Kristyn Merbeth, author of the Nova Vita Protocol novels consisting of Fortuna and the new release Memoria as well as the Wastelanders novels she writes as K.S. Merbeth. Kristyn was kind enough to sit down with GdM and discuss her passion for gaming, story creation, and the ultra-dysfunctional family that is at the heart of the Nova Vita Protocol novels.
GdM: Can you tell our readers a bit about yourself?
I’m the author of the ongoing Nova Vita Protocol series (starting with Fortuna) and, as K.S. Merbeth, the post-apocalyptic Wastelanders books (Bite and Raid). When I’m not writing or reading, I’m often gaming. I also love to cook, make alcohol-infused ice cream, and hang out with my bulldog, Albus.
GdM: I read that you are a gamer. What games do you play? And what role does gaming play in your life?
Yes! I play all kinds of games – video games, board games, tabletop games. I have a D&D group that has been meeting consistently for about three years now, and some of my recent video game favorites have been Hades and the remake of Final Fantasy 7. Sometimes I game to socialize, and other times to immerse myself in a great story, but, perhaps most importantly, it’s one of the main ways that I can fully relax. It’s hard to turn off my writer brain when I’m doing other things, including reading, but games make it easy to get out of my own head for once.
GdM: What aspects of the science fiction genre attract you to it? What do you see happening to science fiction as a genre in the future?
Writing is often a way of processing and working through anxiety for me. So, I think I’ve always been naturally drawn to a genre that explores possible futures. It helps me approach the kinds of subjects and emotions that scare me without facing them head-on in a way that might be overwhelming.

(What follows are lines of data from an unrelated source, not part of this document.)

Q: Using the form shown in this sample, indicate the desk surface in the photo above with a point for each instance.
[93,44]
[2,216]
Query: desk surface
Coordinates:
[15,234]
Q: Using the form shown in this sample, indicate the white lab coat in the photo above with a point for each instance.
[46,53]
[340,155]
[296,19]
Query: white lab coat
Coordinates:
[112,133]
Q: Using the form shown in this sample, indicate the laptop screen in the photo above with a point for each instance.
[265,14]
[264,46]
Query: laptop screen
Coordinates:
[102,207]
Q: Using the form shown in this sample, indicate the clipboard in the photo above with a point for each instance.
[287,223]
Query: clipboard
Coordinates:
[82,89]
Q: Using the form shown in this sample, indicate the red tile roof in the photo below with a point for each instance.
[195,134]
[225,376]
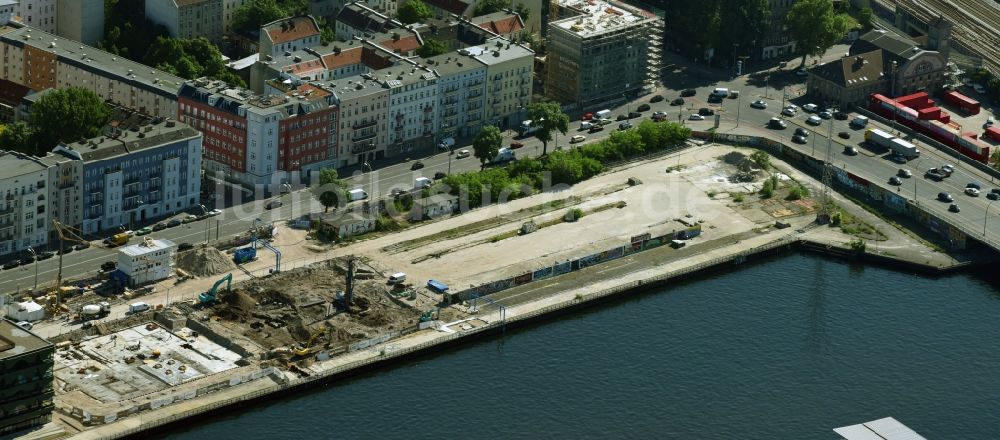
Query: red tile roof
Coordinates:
[283,31]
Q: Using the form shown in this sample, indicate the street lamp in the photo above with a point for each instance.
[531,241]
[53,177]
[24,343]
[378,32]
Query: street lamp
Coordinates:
[34,256]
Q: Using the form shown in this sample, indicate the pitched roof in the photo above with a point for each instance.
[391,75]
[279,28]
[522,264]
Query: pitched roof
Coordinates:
[854,70]
[285,30]
[457,7]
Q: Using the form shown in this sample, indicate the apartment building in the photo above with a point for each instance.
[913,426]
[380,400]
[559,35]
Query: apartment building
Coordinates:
[25,379]
[601,52]
[132,176]
[24,215]
[508,79]
[41,60]
[255,139]
[461,94]
[188,18]
[288,35]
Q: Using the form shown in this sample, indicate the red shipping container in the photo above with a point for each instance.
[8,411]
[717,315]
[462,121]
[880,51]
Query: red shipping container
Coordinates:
[929,113]
[963,102]
[916,101]
[993,133]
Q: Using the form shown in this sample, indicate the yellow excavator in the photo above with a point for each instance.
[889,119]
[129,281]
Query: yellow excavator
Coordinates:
[308,348]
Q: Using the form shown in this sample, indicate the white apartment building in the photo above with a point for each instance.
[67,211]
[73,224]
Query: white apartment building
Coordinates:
[40,60]
[188,18]
[24,216]
[150,260]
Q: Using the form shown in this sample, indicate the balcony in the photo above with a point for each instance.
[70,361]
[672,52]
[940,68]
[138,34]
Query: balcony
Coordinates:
[364,124]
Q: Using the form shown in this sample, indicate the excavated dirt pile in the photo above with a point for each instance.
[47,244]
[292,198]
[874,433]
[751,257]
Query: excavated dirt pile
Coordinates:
[205,262]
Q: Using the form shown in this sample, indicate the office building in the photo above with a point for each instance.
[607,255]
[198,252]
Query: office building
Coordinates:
[599,52]
[25,379]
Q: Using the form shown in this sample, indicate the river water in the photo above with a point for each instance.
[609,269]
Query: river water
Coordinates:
[788,348]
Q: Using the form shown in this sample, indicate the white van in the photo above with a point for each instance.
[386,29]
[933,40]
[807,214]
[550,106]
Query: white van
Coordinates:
[397,278]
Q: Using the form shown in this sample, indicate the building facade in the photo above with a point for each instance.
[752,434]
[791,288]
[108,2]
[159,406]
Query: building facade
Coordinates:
[188,18]
[148,261]
[40,60]
[25,379]
[133,177]
[80,20]
[601,53]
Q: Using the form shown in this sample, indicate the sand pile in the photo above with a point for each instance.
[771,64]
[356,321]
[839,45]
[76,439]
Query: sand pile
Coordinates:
[204,262]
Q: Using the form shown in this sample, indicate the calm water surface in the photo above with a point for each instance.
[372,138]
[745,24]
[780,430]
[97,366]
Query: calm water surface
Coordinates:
[785,349]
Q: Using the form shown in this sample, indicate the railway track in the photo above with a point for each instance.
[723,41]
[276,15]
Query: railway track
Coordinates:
[977,24]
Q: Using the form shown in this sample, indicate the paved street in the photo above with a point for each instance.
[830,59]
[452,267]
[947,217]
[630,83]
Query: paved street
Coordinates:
[736,116]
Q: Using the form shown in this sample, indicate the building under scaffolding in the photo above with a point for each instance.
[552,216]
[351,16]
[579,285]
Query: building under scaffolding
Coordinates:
[601,51]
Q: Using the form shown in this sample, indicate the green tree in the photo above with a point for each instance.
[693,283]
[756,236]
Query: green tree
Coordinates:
[67,115]
[815,26]
[431,48]
[549,118]
[523,11]
[413,11]
[17,137]
[486,146]
[253,14]
[331,190]
[866,17]
[489,6]
[762,159]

I imagine I’m not the only one that pours my fears into my writing, which might partially explain why science fiction has been really thriving over the last few years. There has been such an incredible rise of new, diverse voices in science fiction, and some excellent books that have pushed the boundaries of what the genre can be. I look forward to more of that in the future. Bring on the genre-bending weirdness!
GdM: You have written the Wastelanders series and the Nova Vita Protocol, of which Fortuna and your newest book Memoria are a part. Was the process of writing the two series similar?
Writing them was very, very different for me, actually. I’m a pantser at heart, and my instinct is always to jump right in and start writing. That worked well enough with the Wastelanders, but when I tried doing the same thing with Fortuna, I found it impossible. I kept getting stumped by world-building questions and having trouble picturing scenes in a world so very different than ours. Plus, I usually jump around and write scenes non-chronologically, which is tough with multiple POVs. So I had to sit down and do quite a bit more world-building and outlining than usual before I could begin to write.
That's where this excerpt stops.